Imagine this, for a moment:
You are 16-years-old, and you are sad. You are so sad, that you feel like you have nowhere or no one to turn to. So you pick up a book. It's a book you've leafed through numerous times. It's tattooed with dogeared pages, highlighter bleeds, pen markings...
So... this book. It isn't just any book.
It's a book that changed your life. Challenged your way of thinking, and held your heart between its pages. It saved you once, when you wanted so desperately to put an end to your existence. It was there on your shelf, and beside your bed, and in your hands.
Imagine this, for a moment:
Your heart wants to be radical. It's so sad, that it wants to do something brave. So it tells your hands to get a pen, and you look up the author's address on Google, and you do the one thing that book taught you how to do — you open up. You put down on paper exactly how you feel. You tell the man, whose name is Stephen, your story. For the first time in your life, you are completely honest. Completely vulnerable. And after a while, you forget. You forget that you wrote the man named Stephen Chbosky, and spilled your guts.
Until you get a package in the mail. Now you're 18.
The package has a personal return address, from Mr. Chbosky himself. And when you open it up, inside you find a new, and different, copy of the book of you loved so much -- the book that changed your life. On the inside of the book there is a note, and it says, "Two years ago, an amazing young woman wrote me a letter that I was finally able to read. What a soul you are.
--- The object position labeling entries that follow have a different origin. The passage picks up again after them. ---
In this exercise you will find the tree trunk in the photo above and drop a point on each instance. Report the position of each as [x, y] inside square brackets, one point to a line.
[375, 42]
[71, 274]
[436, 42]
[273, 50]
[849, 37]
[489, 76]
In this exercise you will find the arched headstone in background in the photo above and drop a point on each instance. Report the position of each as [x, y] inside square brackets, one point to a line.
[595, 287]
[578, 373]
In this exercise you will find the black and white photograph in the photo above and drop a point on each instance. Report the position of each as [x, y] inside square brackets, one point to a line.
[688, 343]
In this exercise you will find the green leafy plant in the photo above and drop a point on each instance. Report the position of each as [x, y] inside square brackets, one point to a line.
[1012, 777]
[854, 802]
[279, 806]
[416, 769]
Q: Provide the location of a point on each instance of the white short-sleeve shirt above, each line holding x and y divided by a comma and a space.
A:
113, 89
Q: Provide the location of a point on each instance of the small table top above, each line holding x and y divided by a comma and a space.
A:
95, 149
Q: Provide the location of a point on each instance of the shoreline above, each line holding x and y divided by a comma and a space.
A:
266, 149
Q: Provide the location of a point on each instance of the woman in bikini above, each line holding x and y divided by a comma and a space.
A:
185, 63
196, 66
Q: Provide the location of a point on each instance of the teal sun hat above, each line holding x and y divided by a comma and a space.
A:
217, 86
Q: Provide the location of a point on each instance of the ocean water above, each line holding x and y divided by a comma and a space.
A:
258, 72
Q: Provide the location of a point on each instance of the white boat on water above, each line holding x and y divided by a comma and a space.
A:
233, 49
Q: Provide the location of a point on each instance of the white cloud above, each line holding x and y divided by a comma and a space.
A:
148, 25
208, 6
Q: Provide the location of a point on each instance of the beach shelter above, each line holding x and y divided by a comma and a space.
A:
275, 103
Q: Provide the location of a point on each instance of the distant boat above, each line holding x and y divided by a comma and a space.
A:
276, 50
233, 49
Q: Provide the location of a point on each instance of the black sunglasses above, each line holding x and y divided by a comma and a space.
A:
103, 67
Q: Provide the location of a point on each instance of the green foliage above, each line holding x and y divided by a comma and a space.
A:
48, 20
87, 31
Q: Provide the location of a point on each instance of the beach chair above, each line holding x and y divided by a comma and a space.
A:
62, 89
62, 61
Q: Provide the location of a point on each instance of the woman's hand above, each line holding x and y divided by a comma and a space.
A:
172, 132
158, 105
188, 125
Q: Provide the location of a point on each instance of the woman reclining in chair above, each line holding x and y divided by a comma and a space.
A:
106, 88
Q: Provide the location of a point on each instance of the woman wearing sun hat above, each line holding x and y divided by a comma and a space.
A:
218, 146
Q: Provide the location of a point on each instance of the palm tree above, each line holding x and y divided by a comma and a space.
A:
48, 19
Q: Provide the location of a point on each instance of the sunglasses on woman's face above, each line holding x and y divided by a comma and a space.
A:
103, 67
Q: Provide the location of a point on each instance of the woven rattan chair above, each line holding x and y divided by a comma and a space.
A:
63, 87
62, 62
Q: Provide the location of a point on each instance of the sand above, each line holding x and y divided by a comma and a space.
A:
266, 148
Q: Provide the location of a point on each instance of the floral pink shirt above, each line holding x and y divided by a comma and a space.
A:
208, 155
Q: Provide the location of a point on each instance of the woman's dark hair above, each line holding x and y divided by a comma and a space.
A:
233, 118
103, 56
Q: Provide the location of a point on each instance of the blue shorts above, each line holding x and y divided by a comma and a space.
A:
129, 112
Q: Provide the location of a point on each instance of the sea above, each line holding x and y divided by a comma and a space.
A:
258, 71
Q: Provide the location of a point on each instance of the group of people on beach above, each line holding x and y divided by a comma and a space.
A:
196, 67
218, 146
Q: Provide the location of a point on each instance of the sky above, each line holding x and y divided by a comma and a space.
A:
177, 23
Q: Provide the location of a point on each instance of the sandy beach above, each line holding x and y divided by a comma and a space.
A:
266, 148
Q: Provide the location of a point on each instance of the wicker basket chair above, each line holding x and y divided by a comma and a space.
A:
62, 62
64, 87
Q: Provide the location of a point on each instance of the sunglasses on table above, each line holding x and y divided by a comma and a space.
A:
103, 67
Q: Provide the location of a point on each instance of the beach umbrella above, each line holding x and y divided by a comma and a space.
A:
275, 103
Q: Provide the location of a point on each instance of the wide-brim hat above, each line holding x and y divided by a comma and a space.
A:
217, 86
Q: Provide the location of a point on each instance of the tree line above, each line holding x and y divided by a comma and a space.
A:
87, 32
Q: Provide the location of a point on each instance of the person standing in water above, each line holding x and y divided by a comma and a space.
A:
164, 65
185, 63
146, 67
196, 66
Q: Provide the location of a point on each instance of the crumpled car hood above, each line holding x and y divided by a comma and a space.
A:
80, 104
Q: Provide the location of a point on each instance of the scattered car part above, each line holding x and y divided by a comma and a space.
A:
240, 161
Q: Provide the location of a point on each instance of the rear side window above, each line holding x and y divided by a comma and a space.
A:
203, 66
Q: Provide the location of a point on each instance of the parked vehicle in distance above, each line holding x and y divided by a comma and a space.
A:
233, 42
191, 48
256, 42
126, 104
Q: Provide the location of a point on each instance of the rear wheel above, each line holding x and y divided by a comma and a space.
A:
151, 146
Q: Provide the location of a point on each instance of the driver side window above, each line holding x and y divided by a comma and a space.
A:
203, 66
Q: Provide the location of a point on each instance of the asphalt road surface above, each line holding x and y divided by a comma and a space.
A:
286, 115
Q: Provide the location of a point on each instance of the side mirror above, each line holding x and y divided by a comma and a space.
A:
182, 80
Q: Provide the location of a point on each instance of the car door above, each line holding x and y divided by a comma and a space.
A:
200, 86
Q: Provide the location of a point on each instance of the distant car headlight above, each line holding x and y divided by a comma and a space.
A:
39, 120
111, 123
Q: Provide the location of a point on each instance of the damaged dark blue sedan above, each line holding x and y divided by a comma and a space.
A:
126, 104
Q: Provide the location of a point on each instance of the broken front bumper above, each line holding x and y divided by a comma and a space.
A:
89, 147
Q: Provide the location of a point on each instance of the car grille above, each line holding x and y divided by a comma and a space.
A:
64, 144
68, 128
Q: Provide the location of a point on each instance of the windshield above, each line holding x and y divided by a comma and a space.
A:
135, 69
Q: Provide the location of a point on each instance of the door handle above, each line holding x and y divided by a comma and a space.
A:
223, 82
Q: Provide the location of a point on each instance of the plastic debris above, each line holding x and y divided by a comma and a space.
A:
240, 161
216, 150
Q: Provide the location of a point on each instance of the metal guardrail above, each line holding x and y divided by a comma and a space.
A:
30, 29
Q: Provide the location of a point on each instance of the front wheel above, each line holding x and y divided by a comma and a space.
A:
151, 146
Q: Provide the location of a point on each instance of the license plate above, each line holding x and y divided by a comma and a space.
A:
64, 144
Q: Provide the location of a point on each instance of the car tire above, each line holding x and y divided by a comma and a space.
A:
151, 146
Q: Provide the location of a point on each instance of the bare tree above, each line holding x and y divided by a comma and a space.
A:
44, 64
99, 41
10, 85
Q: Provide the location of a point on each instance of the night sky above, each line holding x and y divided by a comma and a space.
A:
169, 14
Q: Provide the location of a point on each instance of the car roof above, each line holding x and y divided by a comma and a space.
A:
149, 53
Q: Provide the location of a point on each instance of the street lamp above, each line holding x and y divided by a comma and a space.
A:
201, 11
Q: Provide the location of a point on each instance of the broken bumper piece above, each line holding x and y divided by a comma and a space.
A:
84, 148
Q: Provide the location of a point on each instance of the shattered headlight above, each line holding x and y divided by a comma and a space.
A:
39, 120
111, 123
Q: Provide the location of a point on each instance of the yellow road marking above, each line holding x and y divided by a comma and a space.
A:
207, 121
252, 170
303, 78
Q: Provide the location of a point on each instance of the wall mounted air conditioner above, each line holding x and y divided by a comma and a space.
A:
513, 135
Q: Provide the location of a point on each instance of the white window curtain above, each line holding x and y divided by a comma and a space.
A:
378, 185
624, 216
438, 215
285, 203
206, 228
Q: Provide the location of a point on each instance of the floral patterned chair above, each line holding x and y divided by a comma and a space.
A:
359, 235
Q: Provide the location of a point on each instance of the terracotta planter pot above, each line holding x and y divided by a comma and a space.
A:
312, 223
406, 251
And remember... 'So, if this does end up being my last letter, please believe that things are good with me, and even when they're not, they will be soon enough. And I will believe the same about you.' Because you — are infinite." It wasn't until you opened up the cover of that book, and saw what Mr. Chbosky had written, that you realized you were really alive — that you had made it.
You are overwhelmed, and humbled to the point of tears, because the person who created the story that saved your life is now aware of yours, and how they helped you. And he even wrote out your name. Then, you start to believe the bravest thought you've ever conjured in your mind. You are infinite.
You were infinite there in your bedroom floor when you would cried until you threw up. You were infinite when the sadness that sat at the bottom of your belly was the only thing you'd swallowed down that day. You were infinite when you held a pencil in between shaking fingers and wrote a letter to someone you admired fantastically. You were infinite even when you thought the idea itself was madness.
Imagine this, for a moment:
You may feel infinite now, but you were infinite all along.